三维距离计算器
计算三维空间中两点之间的欧几里得距离、曼哈顿距离和切比雪夫距离。输入两点的 (x, y, z) 坐标,即时获得结果,含中点、方向向量和分步公式推导。
3D Distance Calculator
Calculate the Euclidean, Manhattan, and Chebyshev distance between two points in 3D space.
Point 1
Point 2
Frequently Asked Questions
How do you calculate distance in 3D space?
Use the 3D Euclidean distance formula: d = sqrt((x2-x1)^2 + (y2-y1)^2 + (z2-z1)^2). Subtract the corresponding coordinates of the two points, square each difference, add all three squared differences together, and take the square root. For example, the distance between (1,2,3) and (4,6,3) is sqrt(9+16+0) = 5.
What is the 3D distance formula?
The 3D distance formula is d = sqrt((x2-x1)^2 + (y2-y1)^2 + (z2-z1)^2), where (x1,y1,z1) and (x2,y2,z2) are the coordinates of two points in three-dimensional space. It extends the Pythagorean theorem to three dimensions, calculating the length of the straight line connecting both points through space.
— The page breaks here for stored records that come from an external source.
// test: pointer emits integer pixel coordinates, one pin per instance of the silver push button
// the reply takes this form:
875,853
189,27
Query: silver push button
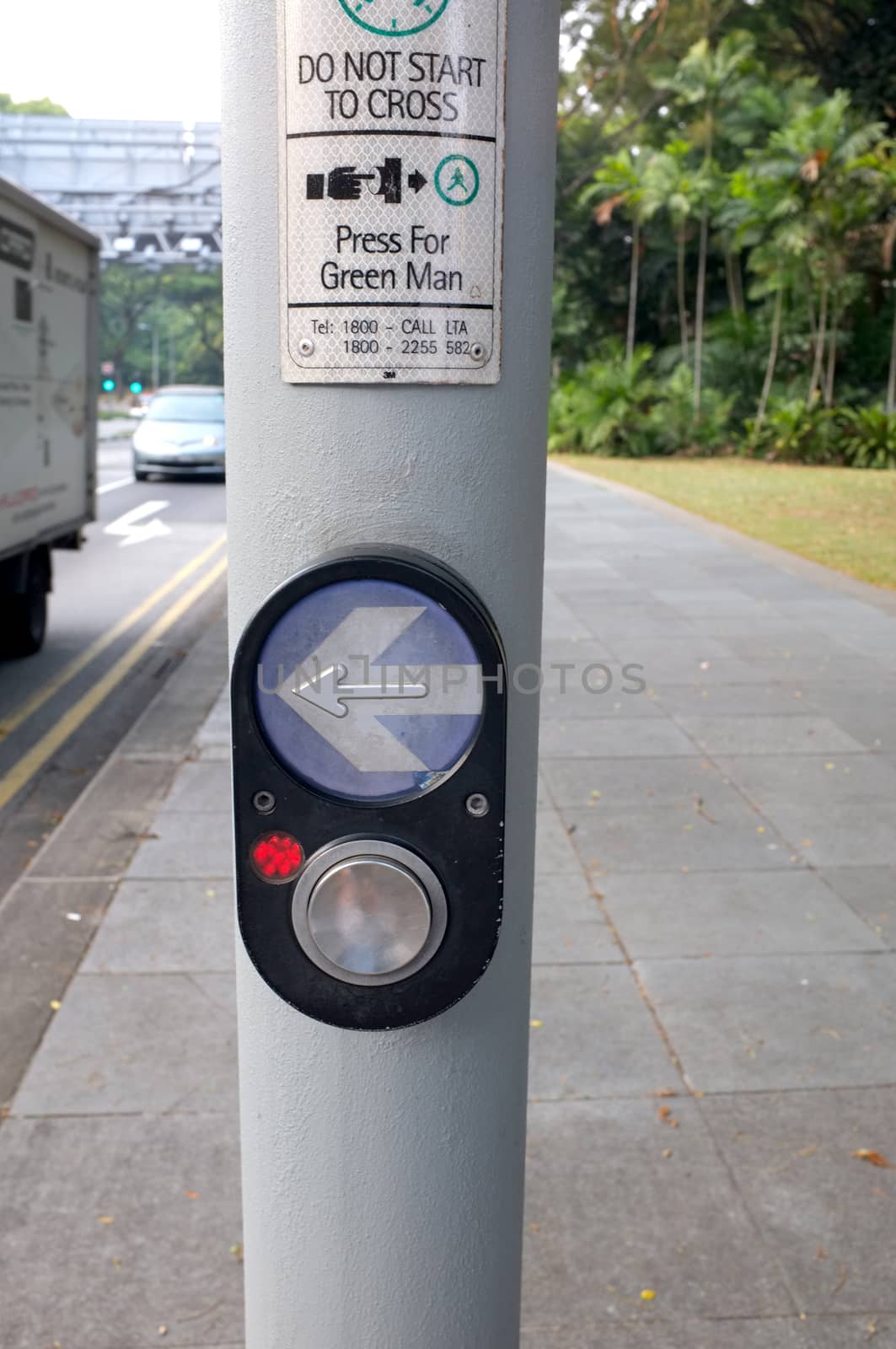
368,916
368,912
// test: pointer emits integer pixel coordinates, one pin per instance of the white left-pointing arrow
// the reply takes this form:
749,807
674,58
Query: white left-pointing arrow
135,528
343,694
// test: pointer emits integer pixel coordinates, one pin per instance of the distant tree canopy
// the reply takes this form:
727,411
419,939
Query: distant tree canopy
727,211
40,107
181,307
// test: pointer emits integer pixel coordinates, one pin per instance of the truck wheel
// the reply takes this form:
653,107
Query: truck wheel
26,625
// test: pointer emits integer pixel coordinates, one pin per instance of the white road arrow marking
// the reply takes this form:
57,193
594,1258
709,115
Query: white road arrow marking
341,692
130,528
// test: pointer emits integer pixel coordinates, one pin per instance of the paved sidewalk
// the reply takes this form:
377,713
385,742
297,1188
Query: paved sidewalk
714,992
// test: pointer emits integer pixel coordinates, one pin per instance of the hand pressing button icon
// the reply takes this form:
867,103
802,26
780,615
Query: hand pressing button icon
345,184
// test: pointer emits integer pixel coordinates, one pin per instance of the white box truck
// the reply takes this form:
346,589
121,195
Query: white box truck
49,334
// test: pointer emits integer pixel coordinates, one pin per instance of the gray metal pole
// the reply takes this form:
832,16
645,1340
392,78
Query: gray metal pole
382,1173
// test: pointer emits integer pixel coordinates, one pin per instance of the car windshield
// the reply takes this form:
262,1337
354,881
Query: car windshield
201,408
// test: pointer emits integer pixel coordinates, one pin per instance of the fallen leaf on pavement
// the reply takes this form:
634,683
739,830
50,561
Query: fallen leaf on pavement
873,1159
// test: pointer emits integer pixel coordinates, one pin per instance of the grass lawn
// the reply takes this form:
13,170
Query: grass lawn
841,517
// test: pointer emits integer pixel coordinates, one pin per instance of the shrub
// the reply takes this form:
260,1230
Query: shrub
673,427
795,433
602,409
868,438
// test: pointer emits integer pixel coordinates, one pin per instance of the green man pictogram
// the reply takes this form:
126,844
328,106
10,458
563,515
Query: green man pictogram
394,18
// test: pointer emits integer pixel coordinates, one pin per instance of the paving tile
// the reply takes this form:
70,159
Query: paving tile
637,782
644,737
770,735
555,854
759,699
846,813
186,846
732,914
774,1023
868,715
619,696
568,924
165,1258
871,890
581,653
653,815
101,840
826,1214
121,1045
609,1216
595,1039
46,928
675,836
200,788
166,926
774,1333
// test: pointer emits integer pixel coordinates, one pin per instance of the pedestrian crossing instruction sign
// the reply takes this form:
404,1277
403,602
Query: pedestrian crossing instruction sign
392,191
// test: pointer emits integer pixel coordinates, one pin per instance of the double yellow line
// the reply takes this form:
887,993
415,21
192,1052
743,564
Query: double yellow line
24,771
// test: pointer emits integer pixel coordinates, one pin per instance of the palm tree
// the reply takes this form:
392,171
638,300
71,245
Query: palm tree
710,78
824,154
680,189
625,181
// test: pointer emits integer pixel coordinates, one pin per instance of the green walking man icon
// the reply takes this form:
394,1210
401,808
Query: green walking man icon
458,181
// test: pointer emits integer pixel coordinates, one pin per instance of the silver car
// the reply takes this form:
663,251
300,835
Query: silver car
181,433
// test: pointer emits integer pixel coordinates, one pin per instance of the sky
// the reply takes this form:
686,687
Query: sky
100,58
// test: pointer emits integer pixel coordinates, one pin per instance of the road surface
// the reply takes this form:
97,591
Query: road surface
123,614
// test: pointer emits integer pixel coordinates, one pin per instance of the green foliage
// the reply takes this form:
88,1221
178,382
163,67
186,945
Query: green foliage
727,202
615,408
868,438
794,432
673,425
44,107
604,408
182,307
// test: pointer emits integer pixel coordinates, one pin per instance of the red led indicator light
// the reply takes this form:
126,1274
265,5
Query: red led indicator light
276,857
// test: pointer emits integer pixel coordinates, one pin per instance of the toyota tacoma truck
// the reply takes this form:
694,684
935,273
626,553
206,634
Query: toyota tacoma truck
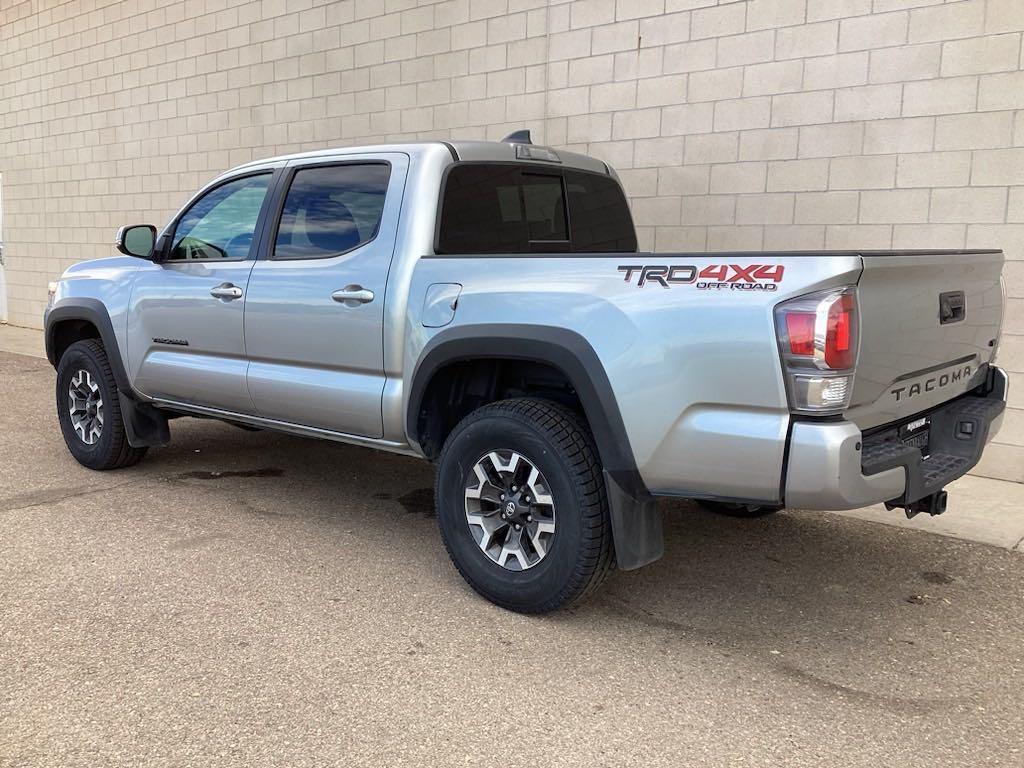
484,306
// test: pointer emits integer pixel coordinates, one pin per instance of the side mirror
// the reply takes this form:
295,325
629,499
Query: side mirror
137,240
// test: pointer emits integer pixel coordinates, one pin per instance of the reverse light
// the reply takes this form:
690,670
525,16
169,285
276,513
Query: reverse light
817,336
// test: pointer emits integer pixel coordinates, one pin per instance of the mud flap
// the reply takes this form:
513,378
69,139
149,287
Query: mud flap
636,523
144,425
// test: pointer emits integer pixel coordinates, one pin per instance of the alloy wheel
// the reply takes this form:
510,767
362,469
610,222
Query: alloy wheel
85,407
510,511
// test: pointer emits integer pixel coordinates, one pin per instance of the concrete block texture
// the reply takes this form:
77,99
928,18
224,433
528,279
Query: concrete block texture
736,123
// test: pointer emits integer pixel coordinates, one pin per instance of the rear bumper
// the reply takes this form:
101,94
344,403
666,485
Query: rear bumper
834,466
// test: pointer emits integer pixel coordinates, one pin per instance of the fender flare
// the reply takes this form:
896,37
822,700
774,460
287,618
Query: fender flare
93,311
635,522
143,424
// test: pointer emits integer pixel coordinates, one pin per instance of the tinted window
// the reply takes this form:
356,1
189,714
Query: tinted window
502,209
599,214
331,210
220,224
516,209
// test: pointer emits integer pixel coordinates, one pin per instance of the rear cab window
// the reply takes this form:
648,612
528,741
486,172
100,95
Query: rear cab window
501,208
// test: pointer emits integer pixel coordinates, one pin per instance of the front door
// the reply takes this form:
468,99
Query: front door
314,307
185,320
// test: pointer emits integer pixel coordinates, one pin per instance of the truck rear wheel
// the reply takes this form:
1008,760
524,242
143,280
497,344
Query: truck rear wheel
89,411
521,505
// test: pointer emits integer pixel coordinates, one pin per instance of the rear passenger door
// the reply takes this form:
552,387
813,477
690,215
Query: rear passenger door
314,307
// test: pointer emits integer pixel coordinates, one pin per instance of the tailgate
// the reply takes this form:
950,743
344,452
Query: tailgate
929,324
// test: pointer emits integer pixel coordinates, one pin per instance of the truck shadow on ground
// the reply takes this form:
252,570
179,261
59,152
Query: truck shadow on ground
788,579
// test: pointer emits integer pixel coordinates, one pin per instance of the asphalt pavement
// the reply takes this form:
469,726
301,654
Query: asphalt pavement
256,599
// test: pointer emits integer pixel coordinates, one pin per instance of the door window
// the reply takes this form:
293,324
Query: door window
331,210
221,223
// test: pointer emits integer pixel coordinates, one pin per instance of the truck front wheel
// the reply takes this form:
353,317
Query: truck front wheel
89,411
732,509
521,505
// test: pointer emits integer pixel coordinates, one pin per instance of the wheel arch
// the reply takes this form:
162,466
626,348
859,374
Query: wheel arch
636,525
82,317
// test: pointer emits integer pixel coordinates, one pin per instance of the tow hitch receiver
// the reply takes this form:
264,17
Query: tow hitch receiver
934,504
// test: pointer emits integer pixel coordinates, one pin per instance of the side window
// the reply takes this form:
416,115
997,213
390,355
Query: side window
599,214
331,210
502,209
221,223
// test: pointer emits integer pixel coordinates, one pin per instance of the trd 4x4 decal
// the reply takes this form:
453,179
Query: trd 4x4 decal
712,278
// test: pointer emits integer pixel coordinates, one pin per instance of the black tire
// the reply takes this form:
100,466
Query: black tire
557,442
111,451
731,509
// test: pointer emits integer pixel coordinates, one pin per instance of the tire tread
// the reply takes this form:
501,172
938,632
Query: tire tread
568,432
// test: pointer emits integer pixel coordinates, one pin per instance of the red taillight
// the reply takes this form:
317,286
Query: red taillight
800,331
817,336
839,350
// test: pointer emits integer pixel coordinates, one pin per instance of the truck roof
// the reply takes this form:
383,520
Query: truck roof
497,152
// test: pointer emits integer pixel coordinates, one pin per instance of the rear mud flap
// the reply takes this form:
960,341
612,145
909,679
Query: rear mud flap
636,524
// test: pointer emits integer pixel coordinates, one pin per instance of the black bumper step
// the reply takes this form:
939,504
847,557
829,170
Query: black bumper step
957,433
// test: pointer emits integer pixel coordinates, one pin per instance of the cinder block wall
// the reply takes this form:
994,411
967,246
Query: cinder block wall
750,124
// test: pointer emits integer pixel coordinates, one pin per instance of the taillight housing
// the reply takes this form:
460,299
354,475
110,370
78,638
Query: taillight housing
817,338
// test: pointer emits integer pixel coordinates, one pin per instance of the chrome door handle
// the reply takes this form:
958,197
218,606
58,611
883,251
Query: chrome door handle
353,295
226,291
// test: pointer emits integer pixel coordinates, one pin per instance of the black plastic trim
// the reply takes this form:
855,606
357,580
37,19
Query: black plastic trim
93,311
166,240
635,519
144,424
950,453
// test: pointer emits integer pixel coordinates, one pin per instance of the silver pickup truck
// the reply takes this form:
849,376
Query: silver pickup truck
483,305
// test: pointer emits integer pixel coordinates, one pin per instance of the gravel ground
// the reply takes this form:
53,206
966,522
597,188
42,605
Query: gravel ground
254,599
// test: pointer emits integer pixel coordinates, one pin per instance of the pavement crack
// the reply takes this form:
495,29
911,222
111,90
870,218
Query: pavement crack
42,498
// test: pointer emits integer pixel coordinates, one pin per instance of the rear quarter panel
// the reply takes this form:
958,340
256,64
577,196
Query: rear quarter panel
694,371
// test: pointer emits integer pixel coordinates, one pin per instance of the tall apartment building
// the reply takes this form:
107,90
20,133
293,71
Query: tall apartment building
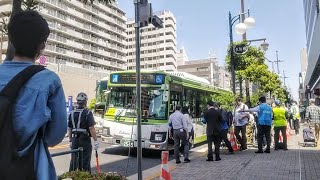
84,36
86,42
312,20
158,46
182,57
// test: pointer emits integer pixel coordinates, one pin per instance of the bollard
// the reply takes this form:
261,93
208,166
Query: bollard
80,158
165,174
233,142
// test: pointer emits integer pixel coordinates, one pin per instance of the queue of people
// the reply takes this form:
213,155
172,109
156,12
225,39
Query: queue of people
218,126
35,95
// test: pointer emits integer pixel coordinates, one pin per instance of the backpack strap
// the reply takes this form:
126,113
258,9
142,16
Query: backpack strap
11,90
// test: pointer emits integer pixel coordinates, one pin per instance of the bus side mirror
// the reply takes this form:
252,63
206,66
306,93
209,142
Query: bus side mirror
165,96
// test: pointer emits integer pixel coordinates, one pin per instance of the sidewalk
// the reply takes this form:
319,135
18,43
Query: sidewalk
296,163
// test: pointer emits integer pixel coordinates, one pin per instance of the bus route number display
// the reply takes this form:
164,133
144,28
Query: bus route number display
153,79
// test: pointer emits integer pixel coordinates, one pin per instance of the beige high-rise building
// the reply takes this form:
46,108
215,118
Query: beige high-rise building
86,40
158,46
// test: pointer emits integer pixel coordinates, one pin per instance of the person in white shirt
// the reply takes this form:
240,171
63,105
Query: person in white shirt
188,118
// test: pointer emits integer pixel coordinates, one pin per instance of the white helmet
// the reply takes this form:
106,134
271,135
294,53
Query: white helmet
82,97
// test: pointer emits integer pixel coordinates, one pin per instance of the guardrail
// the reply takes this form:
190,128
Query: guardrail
76,157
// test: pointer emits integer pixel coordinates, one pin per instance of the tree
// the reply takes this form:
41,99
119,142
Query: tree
226,99
32,4
254,56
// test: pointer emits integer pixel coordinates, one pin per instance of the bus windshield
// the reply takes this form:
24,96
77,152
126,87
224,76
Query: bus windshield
152,104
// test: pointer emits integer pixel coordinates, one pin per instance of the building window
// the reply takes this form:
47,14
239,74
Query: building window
202,69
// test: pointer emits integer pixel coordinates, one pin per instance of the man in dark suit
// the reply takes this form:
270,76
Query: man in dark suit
213,120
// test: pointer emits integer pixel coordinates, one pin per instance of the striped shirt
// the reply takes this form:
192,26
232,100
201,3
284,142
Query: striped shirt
178,121
313,113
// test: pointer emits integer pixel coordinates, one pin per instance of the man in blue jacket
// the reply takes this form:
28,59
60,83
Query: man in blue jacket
41,104
264,123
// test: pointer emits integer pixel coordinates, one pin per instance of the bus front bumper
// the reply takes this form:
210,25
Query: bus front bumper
127,142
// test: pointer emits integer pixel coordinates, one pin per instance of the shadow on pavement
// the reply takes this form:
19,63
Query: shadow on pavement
128,166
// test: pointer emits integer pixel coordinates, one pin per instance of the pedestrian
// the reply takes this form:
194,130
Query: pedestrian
178,122
295,116
280,124
186,114
80,130
264,123
213,120
40,118
313,116
241,120
225,128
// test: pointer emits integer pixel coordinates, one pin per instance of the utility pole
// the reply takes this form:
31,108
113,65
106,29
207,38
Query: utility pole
277,62
138,87
1,45
284,78
143,16
244,36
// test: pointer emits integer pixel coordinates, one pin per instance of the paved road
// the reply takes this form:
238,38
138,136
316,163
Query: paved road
112,159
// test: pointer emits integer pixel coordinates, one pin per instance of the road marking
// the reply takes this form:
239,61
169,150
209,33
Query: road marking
59,147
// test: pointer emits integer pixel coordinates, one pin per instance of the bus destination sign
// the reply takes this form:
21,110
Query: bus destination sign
153,79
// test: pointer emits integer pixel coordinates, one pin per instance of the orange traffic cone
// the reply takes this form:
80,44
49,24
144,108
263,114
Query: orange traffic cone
233,142
288,132
280,137
165,174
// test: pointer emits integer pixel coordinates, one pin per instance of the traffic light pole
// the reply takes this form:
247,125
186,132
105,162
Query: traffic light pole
233,73
138,88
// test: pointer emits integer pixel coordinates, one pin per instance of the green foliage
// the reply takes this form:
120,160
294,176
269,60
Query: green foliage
226,100
251,66
80,175
242,61
92,104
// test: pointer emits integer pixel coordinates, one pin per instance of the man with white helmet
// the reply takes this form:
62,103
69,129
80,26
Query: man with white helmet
280,116
80,130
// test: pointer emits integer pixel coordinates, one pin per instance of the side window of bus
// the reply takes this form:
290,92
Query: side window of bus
175,99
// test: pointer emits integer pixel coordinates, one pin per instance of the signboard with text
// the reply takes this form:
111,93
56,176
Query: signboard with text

How is 3D distance different from 2D?
The 3D distance formula includes an additional z-coordinate term compared to the 2D formula. In 2D, you work with (x,y) coordinates on a flat plane: d = sqrt((x2-x1)^2 + (y2-y1)^2). In 3D, you add the vertical dimension (z): d = sqrt((x2-x1)^2 + (y2-y1)^2 + (z2-z1)^2). The 2D formula is a special case where z1 equals z2.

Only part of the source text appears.